There’s a pretty good chance that everything you know to be true isn’t. “Knowing” things that you really don’t know will get you in as much trouble, or maybe more, then not knowing about them at all.
The good news is that there also is a pretty good chance that you know stuff that you don’t even know you know.
The stuff you know that you don’t know you know is sometimes called intuition or instinct. I think psychologists would say that it’s actually things you’ve learned that your conscious mind has forgotten but your subconscious mind hasn’t.

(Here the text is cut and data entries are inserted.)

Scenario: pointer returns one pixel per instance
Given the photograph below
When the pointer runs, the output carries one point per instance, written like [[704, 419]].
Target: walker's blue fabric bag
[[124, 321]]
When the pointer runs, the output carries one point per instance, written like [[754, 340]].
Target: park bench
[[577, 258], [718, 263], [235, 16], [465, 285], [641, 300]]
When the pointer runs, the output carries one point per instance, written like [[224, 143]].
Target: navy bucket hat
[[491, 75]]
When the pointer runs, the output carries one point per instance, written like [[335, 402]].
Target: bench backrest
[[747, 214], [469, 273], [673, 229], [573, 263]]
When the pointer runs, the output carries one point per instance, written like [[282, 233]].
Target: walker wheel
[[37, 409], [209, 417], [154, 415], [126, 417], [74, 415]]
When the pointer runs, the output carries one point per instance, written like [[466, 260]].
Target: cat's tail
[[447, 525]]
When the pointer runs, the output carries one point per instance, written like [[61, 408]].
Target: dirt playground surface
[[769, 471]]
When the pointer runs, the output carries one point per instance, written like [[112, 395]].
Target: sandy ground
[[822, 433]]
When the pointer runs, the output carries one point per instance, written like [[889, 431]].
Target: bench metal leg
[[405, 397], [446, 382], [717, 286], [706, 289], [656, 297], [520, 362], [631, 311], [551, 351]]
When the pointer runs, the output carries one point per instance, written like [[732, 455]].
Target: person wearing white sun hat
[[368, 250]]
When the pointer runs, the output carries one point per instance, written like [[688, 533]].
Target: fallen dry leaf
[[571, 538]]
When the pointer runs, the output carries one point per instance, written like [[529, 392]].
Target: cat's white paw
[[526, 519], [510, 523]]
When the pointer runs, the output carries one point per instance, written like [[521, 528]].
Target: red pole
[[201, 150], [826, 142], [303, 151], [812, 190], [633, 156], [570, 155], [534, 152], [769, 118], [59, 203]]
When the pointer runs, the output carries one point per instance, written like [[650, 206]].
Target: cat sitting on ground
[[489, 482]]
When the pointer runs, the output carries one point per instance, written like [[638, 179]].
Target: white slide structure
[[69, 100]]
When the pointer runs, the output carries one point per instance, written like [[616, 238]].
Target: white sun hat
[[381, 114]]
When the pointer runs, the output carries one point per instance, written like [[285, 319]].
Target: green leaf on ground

Leaders who lead in difficult times trust those instincts. They also know that they could be wrong about most anything so they verify what they “know” to be true. In order to do either of those you must work with a wide open mind.
When you’re unsure of anything it’s good leadership practice to seek out advice from those you trust. Listen to them. When you’re sure of something it’s a good idea to listen to opposing viewpoints too, if only to determine if others are as sure as you. This is when an open mind is particularly important.
Great leaders have open minds, they seek out advice and then act. They may or may not follow the advice of others. They listen to everyone and everyone includes themselves.
Don’t forget, your instincts could be spot on. Just because you don’t remember learning something doesn’t mean your entire brain has forgotten it too.
Listen to yourself. Trust your instincts and trust your gut. Your experience will not mislead you, your experience has no motive of its own. Using your personal experience to make decisions shows that you can learn from your successes AND your mistakes.
So go ahead and seek the guidance of others but seek your own guidance too. When you listen to you it’s possible you’re listening to the one person who can help you the most.
You most likely know more than you think you do, but remember, no one knows it all.